There are always certain subjects that our parents, our teachers, and all of society tell us are taboo. Sex — despite being an integral part of society — is a topic that many people avoid directly discussing because it feels “uncomfortable” or “awkward.” This stigma is reflected in the lack of comprehensive sex education: Only 13 states require sex education to be medically accurate, and fewer than half of high schools teach all 16 sex education topics recommended by the CDC.
A recent surge in Netflix shows about sex has countered the stigma surrounding sex. The provocative show Sex/Life hit 67 million subscribers in its first month, and is now onto its second season; Bridgerton’s steamy scenes were streamed on porn channels; and Sex Education is an honest analysis of awkward teenage sexual hookups.
In light of this emerging sex-positive culture, Gwyneth Paltrow’s Netflix show Sex, Love, and Goop has sent shockwaves throughout the media since its release on October 21, 2021. This reality TV show features Paltrow enlisting the help of sexologists and sex therapists on relationships, communication, and intimacy. In each episode, real-life couples meet with Paltrow and a sexologist to discuss their issues, whether these be physical or emotional.
But the series doesn’t stop there. By including scenes of sex therapists orgasming and simulating sex in front of clients, watching clients being intimate, and having clients use sex toys, the series normalizes the notion of sex therapy. Couples are often scared of sex therapy because they fear being vulnerable and exposed; many couples also don’t want to acknowledge that something is wrong with their sex life. There are also cultural gender divides: Men tend to feel that sex therapy reflects on their failing performance in bed, whereas women worry that sex therapists will simply tell them to have more sex.
“I love the idea that we could be creating a space where anybody that’s withholding anything, or hasn’t felt comfortable, or wants to try something, or has some trauma they want to unearth – that they could point to the show and then it would act as a set of tools,” Paltrow says.Paltrow in an interview with USA Today
Paltrow’s show also normalizes the idea of female sexual pleasure and female anatomy. The series includes scenes of the female vulva, an erotic blueprint test, and real orgasms from a woman — all completely separate from the realm of pornography. These scenes shocked viewers: Women’s sexual pleasure is considered inappropriate for teenagers, which is why it’s less socially acceptable for women to discuss their sexual preferences with their partners or learn about themselves through masturbation.

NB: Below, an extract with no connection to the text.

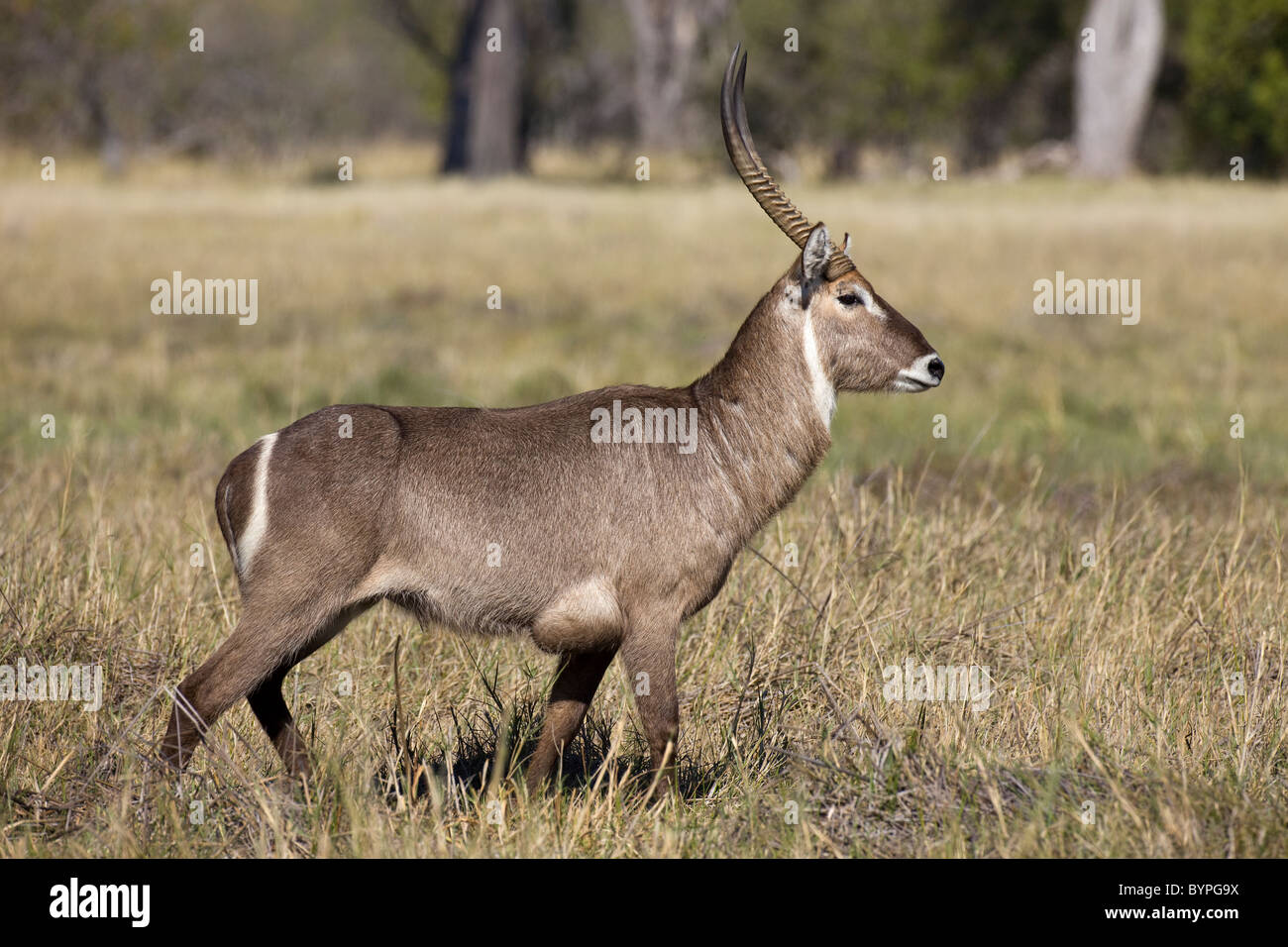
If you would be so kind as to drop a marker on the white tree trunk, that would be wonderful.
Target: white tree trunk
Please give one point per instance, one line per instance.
(1115, 82)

Meanwhile, men’s sexual pleasure is normalized: advertisements excessively focus on erectile dysfunction, sex education programs generally neglect to cover women’s external genital stimulation, and movies and TV series mainly feature sex scenes focused on the male climax. When women’s sexual pleasure does happen to be featured in the media, it’s usually tailored towards the male gaze: most scenes featuring women’s sexual stimulation are of lesbian couples in a porn–like scene, which is fetishized by straight male viewers. The misunderstood concept of female pleasure is also manifested in the gendered orgasm gap, as women on average have fewer orgasms than men.
Many women have also internalized this message, which is why women are more prone to hiding their sexual pleasures from their partners or feel uncomfortable communicating their preferences. In a 2019 study by the National Library of Medicine, 55 percent of women survey respondents reported that they chose not to talk about sex with their intimate partner, despite wanting to. Reasons for this decision included feeling uncomfortable going into details (40.2%), feeling embarrassed (37.7%), not knowing how to ask (35%), not wanting to seem demanding (18.3%), not wanting their partner to think they were “perverted” (10.1%), and others.

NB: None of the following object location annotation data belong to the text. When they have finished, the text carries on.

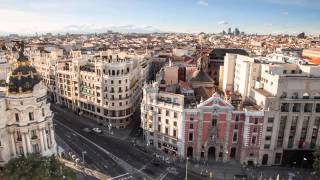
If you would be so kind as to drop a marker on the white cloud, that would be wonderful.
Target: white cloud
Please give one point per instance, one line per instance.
(203, 2)
(223, 23)
(18, 21)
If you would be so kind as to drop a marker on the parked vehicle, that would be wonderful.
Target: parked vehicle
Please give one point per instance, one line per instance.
(97, 130)
(87, 130)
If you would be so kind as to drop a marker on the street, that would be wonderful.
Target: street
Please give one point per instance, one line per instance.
(110, 155)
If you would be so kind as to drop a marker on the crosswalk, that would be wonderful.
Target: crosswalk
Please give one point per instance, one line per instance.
(126, 176)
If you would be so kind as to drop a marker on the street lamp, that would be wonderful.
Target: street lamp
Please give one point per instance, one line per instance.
(187, 168)
(83, 152)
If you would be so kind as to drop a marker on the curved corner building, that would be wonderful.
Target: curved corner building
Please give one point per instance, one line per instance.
(26, 119)
(104, 88)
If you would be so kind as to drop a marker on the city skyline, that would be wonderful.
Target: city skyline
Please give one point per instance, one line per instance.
(191, 16)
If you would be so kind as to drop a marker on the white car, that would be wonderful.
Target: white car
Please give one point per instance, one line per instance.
(97, 130)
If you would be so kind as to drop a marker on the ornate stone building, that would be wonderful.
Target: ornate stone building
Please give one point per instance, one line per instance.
(26, 119)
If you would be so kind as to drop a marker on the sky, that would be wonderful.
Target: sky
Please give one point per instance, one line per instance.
(191, 16)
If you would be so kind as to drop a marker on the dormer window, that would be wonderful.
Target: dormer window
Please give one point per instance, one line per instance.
(31, 116)
(17, 117)
(283, 95)
(305, 96)
(295, 95)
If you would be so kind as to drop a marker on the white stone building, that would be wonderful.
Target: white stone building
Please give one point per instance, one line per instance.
(105, 87)
(289, 96)
(26, 119)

All these reasons reflect the shame that women subconsciously associate with their own sexual pleasure — which is extremely damaging, as female sexual pleasure is essential to overall mental health, body–confidence, and having a healthy relationship dynamic.
Paltrow touches on her personal reasons for filming the show: “As a woman in my 20s, there wasn’t really a rubric for being comfortable with pleasure or talking about my sexuality. I really appreciate that this show destigmatizes that and creates a space for people to ask for what they want and to explore who they are as a sexual being.”
The show specifically touches on body–positivity, which is an important aspect of female sexual pleasure. One scene includes an exercise in which participants stand in front of a mirror, look at their bodies, and observe what they do and don’t like. The aim of the exercise is for the participants to analyze their personal biases about their body, and understand how societal messages have twisted their self–image.
Its underlying message promotes body neutrality: the idea that part of the body–confidence is feeling comfortable with our flaws, rather than feeling pressured to constantly feel body–positive. And in a world dominated by social media apps, advertisements, and TV shows that promote a filtered version of the “ideal” body type, promoting healthy mindsets about women’s bodies is essential to female self–empowerment.
With an 80% rating on Rotten Tomatoes within the first two weeks of being released, it’s clear that viewers are embracing a sex-positive cultural revolution that is long–overdue.
Paltrow describes her hopes for the show’s impact: “I hope that there are really resonant aspects for people…I think there’s some of us in at least one of those characters. If we can honestly help just one couple create a template for having a conversation, it’s worth it.”